Re: [Zope3-dev] zope.tal.xmlparser.XMLParser() dislikes unicode

2007-01-14 Thread Andreas Jung



--On 14. Januar 2007 10:48:06 +0100 Bernd Dorn <[EMAIL PROTECTED]> 
wrote:



I am not sure if this behavior is intentional?! Is the XMLParser
supposed
to deal with unicode strings or will it only accept a standard
Python string? A workaround inside parseString() would to check for
unicode
and convert the string on-the-fly to a Python string with utf-8
encoding.
This is possibly a limitation of the underlying Expat parser...any
recommendation how to deal with this issue?

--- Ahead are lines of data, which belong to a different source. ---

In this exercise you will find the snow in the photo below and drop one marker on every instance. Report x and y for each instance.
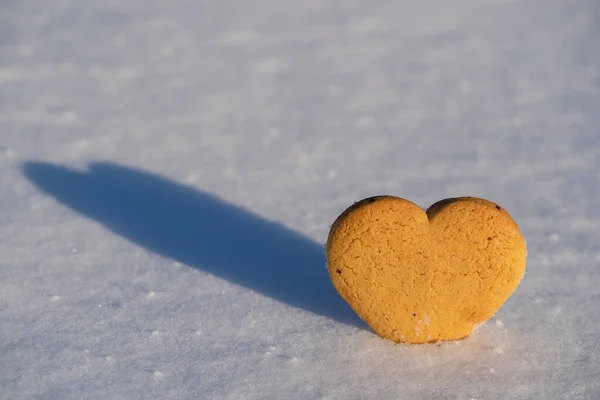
(169, 170)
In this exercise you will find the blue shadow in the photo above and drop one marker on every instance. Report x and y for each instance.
(199, 230)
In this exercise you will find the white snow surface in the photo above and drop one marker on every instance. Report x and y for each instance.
(169, 170)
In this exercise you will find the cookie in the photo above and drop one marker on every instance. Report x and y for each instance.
(424, 276)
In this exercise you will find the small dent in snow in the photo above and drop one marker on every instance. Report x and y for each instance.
(158, 375)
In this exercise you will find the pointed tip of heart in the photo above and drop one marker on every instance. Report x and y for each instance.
(381, 244)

IMHO it should only accept strings, because in the value should be a xml
string and therefore always has to be encoded in 'utf-8' or in the
encoding specified in the processing instruction.

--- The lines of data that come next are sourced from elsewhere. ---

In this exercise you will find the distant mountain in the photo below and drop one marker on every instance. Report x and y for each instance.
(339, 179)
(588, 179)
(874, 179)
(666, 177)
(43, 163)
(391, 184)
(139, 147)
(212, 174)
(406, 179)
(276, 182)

I disagree with that. Since Zope 3 is supposed to use unicode internally
(at least that's the legend) it should support unicode also at the parser 
level. Other languages like Java store XML also as unicode strings and 
support parsing it.


Andreas



pgp8ib4BIWYFC.pgp
Description: PGP signature
___
Zope3-dev mailing list
Zope3-dev@zope.org
Unsub: http://mail.zope.org/mailman/options/zope3-dev/archive%40mail-archive.com



Re: [Zope3-dev] zope.tal.xmlparser.XMLParser() dislikes unicode

2007-01-14 Thread Bernd Dorn


On 13.01.2007, at 18:49, Andreas Jung wrote:


Hi,

the XMLParser.parseString() method  raises an exception

 File "/opt/python-2.4.4/lib/python2.4/unittest.py", line 260, in run
   testMethod()
 File "/Users/ajung_data/sandboxes/Zope/Zope/lib/python/zope/tal/ 
tests/test_xmlparser.py", line 127, in test_xx

   self._run_check(xml, ())
 File "/Users/ajung_data/sandboxes/Zope/Zope/lib/python/zope/tal/ 
tests/test_xmlparser.py", line 106, in _run_check

   parser.parseString(source)
 File "/Users/ajung_data/sandboxes/Zope/Zope/lib/python/zope/tal/ 
xmlparser.py", line 77, in parseString

   self.parser.Parse(s, 1)
UnicodeEncodeError: 'ascii' codec can't encode characters in  
position 43-48: ordinal not in range(128)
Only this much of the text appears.